# 2: Cleaning and Profiling

In [1]:
""" Notebook Setup/Imports
"""

# Project path setup
from pathlib import Path
project_dir = Path(__name__).resolve().parents[1]

# Library import
import pandas as pd
import numpy as np
import pandas_profiling

# Print strings as markdown
from IPython.display import Markdown

# Data variables from previous notebook
dataset = pd.read_pickle(Path.joinpath(project_dir, "data/processed/0_data.pickle"))
data_dictionary = pd.read_pickle(Path.joinpath(project_dir, "data/processed/0_data_dictionary.pickle"))

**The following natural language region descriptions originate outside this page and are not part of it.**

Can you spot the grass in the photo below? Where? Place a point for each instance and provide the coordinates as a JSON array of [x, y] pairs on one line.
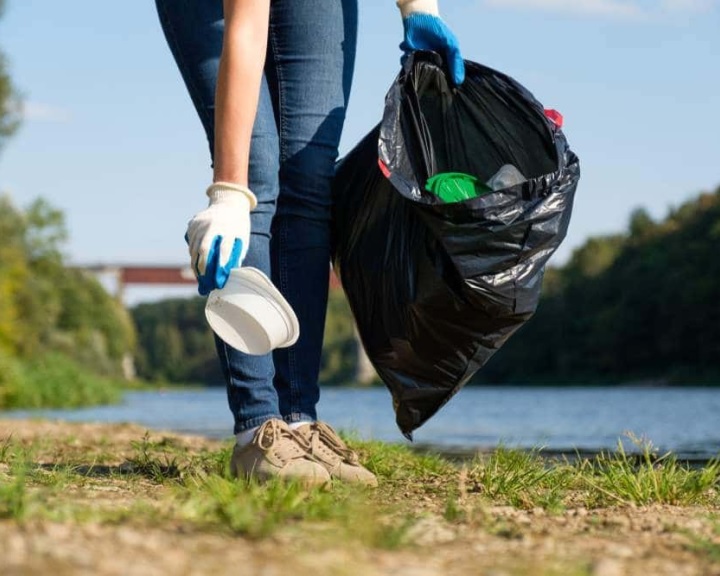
[[164, 481]]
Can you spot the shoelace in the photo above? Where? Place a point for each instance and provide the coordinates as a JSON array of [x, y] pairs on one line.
[[271, 436], [329, 438]]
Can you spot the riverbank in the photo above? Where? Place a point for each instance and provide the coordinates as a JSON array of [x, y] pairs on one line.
[[118, 499]]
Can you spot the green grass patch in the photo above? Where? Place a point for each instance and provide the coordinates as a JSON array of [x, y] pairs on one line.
[[646, 477], [163, 481]]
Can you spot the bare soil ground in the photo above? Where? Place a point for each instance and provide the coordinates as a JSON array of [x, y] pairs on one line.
[[623, 541]]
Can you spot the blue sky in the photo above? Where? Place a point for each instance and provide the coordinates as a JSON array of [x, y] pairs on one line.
[[110, 136]]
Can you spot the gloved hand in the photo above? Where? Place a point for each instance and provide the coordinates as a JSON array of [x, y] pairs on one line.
[[427, 31], [218, 237]]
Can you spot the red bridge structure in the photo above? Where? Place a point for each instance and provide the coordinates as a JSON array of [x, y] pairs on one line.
[[126, 274]]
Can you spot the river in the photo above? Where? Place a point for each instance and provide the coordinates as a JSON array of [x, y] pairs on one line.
[[566, 420]]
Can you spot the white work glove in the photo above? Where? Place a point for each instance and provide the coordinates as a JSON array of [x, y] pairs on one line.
[[218, 237]]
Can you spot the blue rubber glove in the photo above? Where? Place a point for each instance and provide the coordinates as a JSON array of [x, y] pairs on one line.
[[218, 237], [429, 32]]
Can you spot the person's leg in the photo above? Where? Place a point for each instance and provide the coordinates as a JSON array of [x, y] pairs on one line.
[[310, 62], [194, 32]]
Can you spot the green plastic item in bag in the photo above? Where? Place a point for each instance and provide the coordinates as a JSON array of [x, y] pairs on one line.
[[455, 186]]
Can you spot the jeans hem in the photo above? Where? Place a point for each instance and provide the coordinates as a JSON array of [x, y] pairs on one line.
[[298, 417], [254, 422]]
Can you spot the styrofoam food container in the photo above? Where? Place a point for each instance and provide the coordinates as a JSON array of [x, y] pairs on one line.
[[250, 314]]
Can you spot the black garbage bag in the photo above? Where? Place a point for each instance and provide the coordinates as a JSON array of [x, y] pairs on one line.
[[436, 288]]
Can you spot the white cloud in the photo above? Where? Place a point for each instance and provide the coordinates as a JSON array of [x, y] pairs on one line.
[[39, 112], [624, 9]]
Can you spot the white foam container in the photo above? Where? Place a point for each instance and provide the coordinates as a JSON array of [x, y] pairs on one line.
[[250, 314]]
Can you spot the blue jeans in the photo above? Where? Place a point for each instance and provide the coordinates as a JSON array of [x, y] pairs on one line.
[[304, 95]]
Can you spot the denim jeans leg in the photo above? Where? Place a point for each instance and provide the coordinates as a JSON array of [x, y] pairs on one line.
[[194, 32], [309, 67]]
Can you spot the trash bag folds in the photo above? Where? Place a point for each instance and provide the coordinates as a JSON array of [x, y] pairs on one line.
[[444, 217]]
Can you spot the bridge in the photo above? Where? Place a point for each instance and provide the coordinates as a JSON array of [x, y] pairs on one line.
[[123, 275], [138, 274]]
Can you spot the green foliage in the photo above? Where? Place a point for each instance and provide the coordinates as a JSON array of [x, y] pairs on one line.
[[60, 331], [339, 360], [646, 478], [175, 343], [52, 380], [639, 306]]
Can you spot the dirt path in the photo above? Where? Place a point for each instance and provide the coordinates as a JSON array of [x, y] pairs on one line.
[[652, 541]]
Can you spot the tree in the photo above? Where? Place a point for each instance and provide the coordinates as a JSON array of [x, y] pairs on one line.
[[9, 99]]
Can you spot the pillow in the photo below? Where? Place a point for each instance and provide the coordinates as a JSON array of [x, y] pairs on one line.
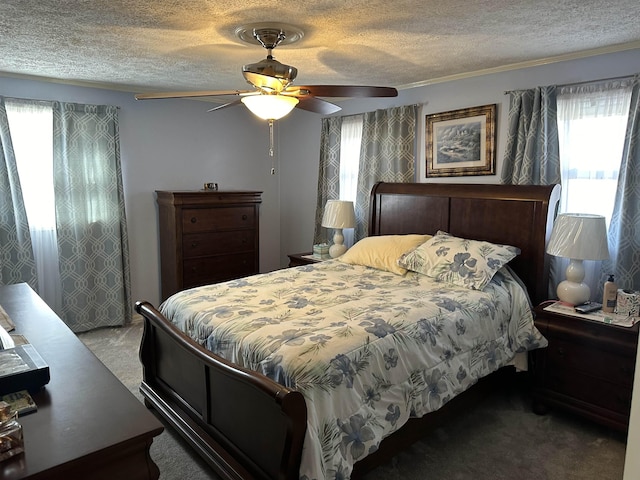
[[466, 263], [383, 251]]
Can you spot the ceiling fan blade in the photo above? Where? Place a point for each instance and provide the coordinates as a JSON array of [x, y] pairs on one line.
[[205, 93], [317, 105], [225, 105], [345, 91]]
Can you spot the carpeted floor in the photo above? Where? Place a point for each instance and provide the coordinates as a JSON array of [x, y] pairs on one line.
[[498, 439]]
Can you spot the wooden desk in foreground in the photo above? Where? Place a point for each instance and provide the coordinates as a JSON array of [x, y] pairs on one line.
[[88, 425]]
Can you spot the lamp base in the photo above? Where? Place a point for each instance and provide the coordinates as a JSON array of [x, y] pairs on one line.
[[573, 293], [338, 248]]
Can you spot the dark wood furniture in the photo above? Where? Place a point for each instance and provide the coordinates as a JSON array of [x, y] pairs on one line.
[[207, 236], [88, 425], [248, 426], [298, 259], [587, 368]]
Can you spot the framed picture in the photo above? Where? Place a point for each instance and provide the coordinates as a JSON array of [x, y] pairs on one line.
[[461, 142]]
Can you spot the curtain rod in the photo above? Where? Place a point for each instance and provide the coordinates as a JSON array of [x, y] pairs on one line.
[[623, 77]]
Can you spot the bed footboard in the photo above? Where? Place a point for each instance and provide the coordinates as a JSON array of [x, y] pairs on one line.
[[241, 422]]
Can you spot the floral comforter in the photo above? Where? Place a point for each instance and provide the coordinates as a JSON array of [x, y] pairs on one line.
[[367, 348]]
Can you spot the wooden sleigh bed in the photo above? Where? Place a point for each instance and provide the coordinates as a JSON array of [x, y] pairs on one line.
[[246, 425]]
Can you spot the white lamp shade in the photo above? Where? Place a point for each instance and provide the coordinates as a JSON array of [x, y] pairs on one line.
[[339, 214], [270, 107], [579, 236]]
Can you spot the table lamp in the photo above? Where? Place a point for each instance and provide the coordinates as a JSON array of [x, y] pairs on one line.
[[338, 214], [577, 236]]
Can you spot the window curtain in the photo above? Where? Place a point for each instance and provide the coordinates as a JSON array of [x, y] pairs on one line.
[[592, 111], [624, 228], [17, 263], [31, 124], [329, 171], [532, 155], [387, 154], [90, 217]]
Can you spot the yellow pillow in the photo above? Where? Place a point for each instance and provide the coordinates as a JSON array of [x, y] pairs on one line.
[[383, 251]]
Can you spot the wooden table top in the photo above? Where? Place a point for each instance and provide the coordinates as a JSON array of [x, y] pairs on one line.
[[85, 414]]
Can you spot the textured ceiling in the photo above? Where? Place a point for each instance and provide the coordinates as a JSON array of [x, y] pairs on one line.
[[155, 45]]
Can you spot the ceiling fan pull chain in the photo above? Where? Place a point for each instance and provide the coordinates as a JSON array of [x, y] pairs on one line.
[[273, 168]]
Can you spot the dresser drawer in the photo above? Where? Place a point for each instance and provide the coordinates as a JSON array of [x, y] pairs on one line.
[[218, 268], [196, 220], [590, 390], [211, 243], [591, 361]]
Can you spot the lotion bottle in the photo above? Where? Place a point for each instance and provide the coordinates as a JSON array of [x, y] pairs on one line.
[[609, 295]]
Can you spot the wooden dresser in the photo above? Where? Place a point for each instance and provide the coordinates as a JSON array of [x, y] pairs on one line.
[[587, 368], [207, 237]]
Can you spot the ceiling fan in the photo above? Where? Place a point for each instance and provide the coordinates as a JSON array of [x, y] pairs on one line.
[[273, 95]]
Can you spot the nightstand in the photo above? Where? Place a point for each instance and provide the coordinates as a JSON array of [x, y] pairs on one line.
[[587, 368], [297, 259]]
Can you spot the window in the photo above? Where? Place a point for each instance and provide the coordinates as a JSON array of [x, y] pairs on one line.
[[31, 126], [592, 121], [350, 141]]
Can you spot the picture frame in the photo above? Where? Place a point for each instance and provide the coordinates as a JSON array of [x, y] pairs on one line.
[[461, 142]]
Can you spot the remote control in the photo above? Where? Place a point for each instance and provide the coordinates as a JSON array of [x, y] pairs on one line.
[[588, 307]]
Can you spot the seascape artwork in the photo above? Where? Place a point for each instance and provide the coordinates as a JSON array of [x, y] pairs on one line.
[[458, 143]]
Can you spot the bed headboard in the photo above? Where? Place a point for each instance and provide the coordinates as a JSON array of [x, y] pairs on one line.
[[518, 215]]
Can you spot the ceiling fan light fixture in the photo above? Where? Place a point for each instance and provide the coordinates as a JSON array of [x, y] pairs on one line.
[[270, 107]]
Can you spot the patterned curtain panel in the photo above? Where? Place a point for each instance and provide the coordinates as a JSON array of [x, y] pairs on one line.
[[90, 217], [388, 154], [624, 228], [532, 154], [329, 171], [17, 263]]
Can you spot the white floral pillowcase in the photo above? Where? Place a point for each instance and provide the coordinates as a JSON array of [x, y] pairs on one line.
[[463, 262]]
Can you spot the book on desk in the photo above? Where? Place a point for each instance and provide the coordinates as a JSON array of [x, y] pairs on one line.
[[21, 367]]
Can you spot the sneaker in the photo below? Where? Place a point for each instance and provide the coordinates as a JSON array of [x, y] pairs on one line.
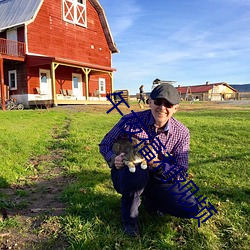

## Data Type Validation & Cleaning

In [2]:
""" Get the count for data types in the dataset
"""
d = dataset.dtypes
dataset.get_dtype_counts()

bool         4
float64    314
object       9
dtype: int64

In [3]:
""" Find columns as strings or other objects
"""
object_columns = d[d == 'object'].index.to_list()
print(object_columns)

['2010 Census Population', 'Population Estimate, 2011', 'Population Estimate, 2012', 'Population Estimate, 2013', 'Population Estimate, 2014', 'Population Estimate, 2015', 'Population Estimate, 2016', 'School Breakfast Program participants FY 2011', 'School Breakfast Program participants, FY 2012']


In [4]:
""" Parse objects to float
"""
for column in object_columns:
    sub = dataset[column].str.replace(",","").str.replace("-","").str.strip().apply(lambda x: np.nan if x == "" else x)
    dataset[column] = sub.astype(float)

In [5]:
""" Check types
"""
dataset.get_dtype_counts()

bool         4
float64    323
dtype: int64

In [6]:
""" Save the cleaned data
"""
dataset.to_pickle(Path.joinpath(project_dir, "data/processed/1_data.pickle"))
data_dictionary.to_pickle(Path.joinpath(project_dir, "data/processed/1_data_dictionary.pickle"))

In [7]:
""" Create the data profile object and save it to an HTML file
"""
profile = pandas_profiling.ProfileReport(dataset, check_recoded=True)
profile.to_file(outputfile="../docs/_static/profile.html")

## Variable Selection

In [15]:
""" Create a list of rejected variables with > .975 correlation from the profile analysis
"""
rejected_variables = profile.get_rejected_variables(.975)

In [16]:
rejected_variables

['BERRY_ACRES12',
 'BERRY_ACRESPTH12',
 'CONVS14',
 'Child and Adult Care participants, FY 2012',
 'Child and Adult Care participants, FY 2013',
 'Child and Adult Care participants, FY 2014',
 'Child and Adult Care participants, FY 2015',
 'Child and Adult Care particpants FY 2011',
 'FFR14',
 'FMRKT_BAKED16',
 'FMRKT_OTHERFOOD16',
 'FOOD_TAX14',
 'FRESHVEG_ACRES12',
 'FSR14',
 'GROC14',
 'LACCESS_CHILD15',
 'LACCESS_LOWI15',
 'LACCESS_POP15',
 'LACCESS_SENIORS15',
 'National School Lunch Program participants FY 2011',
 'National School Lunch Program participants, FY 2012',
 'National School Lunch Program participants, FY 2013',
 'National School Lunch Program participants, FY 2014',
 'National School Lunch Program participants, FY 2015',
 'ORCHARD_ACRES12',
 'ORCHARD_FARMS12',
 'PCH_BERRY_ACRESPTH_07_12',
 'PCH_CONVSPTH_09_14',
 'PCH_FFRPTH_09_14',
 'PCH_FMRKTPTH_09_16',
 'PCH_FRESHVEG_ACRESPTH_07_12',
 'PCH_FSRPTH_09_14',
 'PCH_GHVEG_SQFTPTH_07_12',
 'PCH_GROCPTH_09_14',
 'PCH_LACCES